4) I enjoy wearing my contact lenses during all of my waking hours.  Is there a recommended maximum number of hours a day that I should try to not go over?

Successful lens wear is determined by many individual factors.  This should therefore be determined between you and your eye doctor based on your wear needs, your overall eye health, and the lenses prescribed for you.

5) At what age is it ok to allow children to wear contact lenses?

There is no “medical age” where it becomes ok to allow contact lens use.  In fact, contacts lenses can (and have) been successfully used on infants.  When to start wear is more often determined by the maturity and motivation of the individual child.

6) Sometimes, when I am out, my contacts feel very dry, or fall out by accident.  Is it ok to use my saliva to moisten them?

No.  Using saliva or tap water is dangerous because of its increased risk of infection.


7) The solution that I use to store my contact lenses now advertises that I don't even need to clean or rub them like I used to.  What are the best practices to maintain the cleanliness of my lenses?

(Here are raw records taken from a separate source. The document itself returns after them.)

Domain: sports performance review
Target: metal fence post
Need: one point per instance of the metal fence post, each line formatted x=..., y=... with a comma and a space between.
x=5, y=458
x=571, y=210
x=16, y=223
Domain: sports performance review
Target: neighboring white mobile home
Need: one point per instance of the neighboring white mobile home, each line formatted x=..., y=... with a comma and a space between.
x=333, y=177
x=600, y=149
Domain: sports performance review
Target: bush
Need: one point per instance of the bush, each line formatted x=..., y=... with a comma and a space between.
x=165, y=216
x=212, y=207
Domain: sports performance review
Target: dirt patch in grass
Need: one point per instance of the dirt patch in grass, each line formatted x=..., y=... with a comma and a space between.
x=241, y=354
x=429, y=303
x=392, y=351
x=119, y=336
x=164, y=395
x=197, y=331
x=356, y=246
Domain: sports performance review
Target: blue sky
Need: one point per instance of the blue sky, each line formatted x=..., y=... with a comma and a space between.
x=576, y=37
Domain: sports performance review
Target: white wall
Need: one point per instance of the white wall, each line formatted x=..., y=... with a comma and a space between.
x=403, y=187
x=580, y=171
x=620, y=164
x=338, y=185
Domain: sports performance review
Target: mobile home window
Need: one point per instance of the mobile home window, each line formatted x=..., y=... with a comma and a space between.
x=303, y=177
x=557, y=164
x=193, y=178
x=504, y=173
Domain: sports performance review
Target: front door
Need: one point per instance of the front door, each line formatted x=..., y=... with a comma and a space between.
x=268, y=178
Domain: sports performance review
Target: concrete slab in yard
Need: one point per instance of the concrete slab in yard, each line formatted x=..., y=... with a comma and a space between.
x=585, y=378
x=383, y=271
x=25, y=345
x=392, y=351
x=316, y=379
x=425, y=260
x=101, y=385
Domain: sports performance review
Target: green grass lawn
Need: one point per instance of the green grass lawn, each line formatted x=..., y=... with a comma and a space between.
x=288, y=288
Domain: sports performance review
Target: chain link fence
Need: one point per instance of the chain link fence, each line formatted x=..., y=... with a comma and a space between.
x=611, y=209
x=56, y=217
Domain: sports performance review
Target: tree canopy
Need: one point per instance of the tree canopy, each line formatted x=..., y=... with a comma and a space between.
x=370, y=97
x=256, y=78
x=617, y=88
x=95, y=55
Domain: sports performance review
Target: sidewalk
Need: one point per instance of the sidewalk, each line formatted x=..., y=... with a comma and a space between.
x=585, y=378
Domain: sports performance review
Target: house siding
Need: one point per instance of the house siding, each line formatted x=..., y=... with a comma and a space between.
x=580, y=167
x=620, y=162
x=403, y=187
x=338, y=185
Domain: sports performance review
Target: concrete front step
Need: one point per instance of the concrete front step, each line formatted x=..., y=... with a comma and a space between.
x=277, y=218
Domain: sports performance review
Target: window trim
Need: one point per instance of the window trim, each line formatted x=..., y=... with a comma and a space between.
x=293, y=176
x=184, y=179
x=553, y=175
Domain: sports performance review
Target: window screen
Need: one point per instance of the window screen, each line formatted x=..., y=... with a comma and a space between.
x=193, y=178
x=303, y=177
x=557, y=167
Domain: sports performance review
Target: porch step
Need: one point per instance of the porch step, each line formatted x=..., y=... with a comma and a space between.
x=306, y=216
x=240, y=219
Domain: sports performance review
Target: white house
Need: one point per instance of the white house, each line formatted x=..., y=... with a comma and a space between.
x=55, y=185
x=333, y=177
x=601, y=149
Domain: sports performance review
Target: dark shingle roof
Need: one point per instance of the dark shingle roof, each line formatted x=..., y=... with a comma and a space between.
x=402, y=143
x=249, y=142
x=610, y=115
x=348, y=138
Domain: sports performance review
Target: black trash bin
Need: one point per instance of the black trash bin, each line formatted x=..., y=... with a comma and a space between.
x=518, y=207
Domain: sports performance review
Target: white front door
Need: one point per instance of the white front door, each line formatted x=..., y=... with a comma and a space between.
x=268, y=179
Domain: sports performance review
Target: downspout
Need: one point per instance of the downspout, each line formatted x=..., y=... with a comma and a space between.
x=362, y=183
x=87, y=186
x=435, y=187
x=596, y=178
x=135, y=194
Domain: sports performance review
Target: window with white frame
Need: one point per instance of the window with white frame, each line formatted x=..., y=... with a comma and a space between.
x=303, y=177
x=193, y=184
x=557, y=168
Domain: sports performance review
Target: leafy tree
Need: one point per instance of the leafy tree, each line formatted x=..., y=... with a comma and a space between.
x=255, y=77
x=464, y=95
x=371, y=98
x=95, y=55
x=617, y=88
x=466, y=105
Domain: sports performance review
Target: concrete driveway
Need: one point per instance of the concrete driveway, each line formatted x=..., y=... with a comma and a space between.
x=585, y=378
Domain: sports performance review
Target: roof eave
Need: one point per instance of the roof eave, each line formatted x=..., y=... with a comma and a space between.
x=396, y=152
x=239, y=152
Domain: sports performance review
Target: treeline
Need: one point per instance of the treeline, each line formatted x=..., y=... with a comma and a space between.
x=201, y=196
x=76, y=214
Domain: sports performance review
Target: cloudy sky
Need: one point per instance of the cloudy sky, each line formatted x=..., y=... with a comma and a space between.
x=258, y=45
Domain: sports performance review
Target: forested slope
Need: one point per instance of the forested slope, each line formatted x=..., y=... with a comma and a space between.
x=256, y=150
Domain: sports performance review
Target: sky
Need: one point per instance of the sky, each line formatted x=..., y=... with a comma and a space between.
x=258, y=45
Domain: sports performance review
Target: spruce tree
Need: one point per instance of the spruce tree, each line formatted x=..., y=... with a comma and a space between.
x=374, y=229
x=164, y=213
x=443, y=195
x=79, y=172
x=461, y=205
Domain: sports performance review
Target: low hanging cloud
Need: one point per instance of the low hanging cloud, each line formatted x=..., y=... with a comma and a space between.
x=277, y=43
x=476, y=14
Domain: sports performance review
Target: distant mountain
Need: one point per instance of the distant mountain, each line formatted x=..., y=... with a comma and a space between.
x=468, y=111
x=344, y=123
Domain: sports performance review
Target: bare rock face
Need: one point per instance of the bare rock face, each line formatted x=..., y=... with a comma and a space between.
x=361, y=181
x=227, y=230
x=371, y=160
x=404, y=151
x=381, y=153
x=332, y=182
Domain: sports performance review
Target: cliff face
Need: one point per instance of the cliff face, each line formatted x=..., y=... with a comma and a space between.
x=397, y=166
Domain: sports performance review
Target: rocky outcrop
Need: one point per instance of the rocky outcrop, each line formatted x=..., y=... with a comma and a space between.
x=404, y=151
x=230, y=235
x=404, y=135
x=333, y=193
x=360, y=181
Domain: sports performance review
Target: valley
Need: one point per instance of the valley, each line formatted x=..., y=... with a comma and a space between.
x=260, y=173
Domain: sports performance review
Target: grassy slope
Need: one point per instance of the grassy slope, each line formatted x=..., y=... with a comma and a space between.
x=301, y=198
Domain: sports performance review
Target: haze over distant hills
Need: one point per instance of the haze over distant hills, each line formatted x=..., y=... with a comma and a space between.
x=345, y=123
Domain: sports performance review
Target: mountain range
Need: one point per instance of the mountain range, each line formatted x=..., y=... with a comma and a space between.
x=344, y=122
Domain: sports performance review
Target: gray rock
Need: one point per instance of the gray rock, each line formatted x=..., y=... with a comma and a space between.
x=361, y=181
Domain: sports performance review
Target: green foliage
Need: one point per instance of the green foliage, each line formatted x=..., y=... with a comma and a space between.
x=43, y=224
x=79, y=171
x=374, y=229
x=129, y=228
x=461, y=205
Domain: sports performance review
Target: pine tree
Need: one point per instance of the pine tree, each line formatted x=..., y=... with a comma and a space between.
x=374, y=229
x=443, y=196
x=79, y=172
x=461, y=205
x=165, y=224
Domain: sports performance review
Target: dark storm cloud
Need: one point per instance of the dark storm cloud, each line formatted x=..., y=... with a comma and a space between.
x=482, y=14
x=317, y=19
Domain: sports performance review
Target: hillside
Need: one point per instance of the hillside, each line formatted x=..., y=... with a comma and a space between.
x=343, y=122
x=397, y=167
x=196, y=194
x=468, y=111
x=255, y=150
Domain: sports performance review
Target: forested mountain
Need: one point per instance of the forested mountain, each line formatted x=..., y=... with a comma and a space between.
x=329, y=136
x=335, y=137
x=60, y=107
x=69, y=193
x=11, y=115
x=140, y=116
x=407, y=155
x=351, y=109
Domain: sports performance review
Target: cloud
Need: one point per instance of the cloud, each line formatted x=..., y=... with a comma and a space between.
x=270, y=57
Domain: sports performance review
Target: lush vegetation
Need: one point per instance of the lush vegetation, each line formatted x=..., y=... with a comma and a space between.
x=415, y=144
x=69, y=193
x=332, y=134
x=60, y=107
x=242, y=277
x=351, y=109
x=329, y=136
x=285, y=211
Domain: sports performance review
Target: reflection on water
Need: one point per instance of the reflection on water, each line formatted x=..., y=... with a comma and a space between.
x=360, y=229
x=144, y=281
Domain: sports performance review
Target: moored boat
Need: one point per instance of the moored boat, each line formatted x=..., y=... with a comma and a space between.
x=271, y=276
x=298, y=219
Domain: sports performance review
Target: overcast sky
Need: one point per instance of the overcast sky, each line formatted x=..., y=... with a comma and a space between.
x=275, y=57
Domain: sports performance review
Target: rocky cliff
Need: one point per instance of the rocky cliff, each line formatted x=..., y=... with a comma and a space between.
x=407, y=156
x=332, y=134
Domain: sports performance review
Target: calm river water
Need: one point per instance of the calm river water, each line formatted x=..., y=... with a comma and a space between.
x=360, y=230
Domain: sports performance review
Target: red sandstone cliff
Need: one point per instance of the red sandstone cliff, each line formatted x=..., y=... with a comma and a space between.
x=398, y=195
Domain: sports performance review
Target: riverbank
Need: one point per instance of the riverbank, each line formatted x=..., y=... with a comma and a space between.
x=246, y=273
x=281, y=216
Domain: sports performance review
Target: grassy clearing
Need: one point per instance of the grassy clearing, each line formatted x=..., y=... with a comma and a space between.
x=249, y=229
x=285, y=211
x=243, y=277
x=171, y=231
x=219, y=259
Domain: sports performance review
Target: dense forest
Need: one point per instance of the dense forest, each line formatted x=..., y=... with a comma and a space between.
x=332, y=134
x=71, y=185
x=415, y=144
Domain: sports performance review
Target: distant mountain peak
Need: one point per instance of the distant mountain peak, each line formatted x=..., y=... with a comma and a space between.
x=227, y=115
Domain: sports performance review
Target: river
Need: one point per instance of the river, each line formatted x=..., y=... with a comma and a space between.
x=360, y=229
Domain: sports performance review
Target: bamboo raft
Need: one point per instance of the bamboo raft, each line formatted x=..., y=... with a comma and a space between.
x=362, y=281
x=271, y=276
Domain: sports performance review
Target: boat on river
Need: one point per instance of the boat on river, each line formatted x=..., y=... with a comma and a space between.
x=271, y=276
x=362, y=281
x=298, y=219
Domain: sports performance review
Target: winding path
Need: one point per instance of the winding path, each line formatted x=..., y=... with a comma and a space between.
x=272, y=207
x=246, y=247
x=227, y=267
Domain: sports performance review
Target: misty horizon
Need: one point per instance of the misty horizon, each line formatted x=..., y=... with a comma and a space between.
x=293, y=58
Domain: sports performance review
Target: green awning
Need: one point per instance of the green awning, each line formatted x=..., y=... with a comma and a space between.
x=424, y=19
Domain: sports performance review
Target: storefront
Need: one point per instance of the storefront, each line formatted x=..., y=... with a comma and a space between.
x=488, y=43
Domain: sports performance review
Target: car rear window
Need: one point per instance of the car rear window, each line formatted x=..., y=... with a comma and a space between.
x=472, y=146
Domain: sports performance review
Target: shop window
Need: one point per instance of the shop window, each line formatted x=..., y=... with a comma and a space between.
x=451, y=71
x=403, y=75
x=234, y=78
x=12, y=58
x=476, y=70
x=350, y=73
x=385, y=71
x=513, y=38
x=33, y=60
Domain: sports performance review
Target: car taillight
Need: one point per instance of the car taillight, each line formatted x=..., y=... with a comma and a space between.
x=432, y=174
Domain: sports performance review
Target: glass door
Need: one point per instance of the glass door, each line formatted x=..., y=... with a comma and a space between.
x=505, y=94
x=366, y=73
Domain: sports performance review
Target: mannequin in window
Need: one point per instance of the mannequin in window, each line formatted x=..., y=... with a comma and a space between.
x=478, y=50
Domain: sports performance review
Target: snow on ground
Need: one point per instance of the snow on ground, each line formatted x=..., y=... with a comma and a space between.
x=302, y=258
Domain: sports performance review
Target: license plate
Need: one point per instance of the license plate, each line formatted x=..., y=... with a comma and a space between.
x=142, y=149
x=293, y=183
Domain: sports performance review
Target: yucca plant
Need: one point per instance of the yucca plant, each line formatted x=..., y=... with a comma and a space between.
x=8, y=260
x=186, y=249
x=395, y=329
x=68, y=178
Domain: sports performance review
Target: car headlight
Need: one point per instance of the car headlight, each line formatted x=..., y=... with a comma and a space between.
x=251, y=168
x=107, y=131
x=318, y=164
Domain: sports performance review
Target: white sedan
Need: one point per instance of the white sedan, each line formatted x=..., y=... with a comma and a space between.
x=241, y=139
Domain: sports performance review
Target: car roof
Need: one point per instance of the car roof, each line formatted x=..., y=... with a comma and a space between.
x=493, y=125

Although solutions have certainly advanced in the last 20 years, I feel it is still important to digitally rub your lenses during the cleaning process to remove any fine deposits.  In fact, although some companies have tried to use advertising to make their products look more appealing by marketing them as “no rub”, several have gone back to requiring the rub and rinse step because of complications that have occurred. I also recommend making sure that you keep your case clean and replace it frequently.  Also, let the case “air-dry” during the day, as leaving moisture in the case promotes bacteria, mold and fungus.

8) As the field develops further, should we expect any significant changes in the way we care for or wear contact lenses?

Although single use contact lenses are certainly not new (our practice has been fitting them for years), the percentage of patients who wear them is steadily increasing.  I feel this is because of all the health, comfort and convenience benefits.

9) Are there any further messages that are important to convey about the best ways to wear and enjoy contact lenses in the most hygienic and healthy way possible?

Take care of your lenses and they will reward you with the best vision and least complications.  See your eye doctor regularly and make sure to discuss any of your questions or concerns.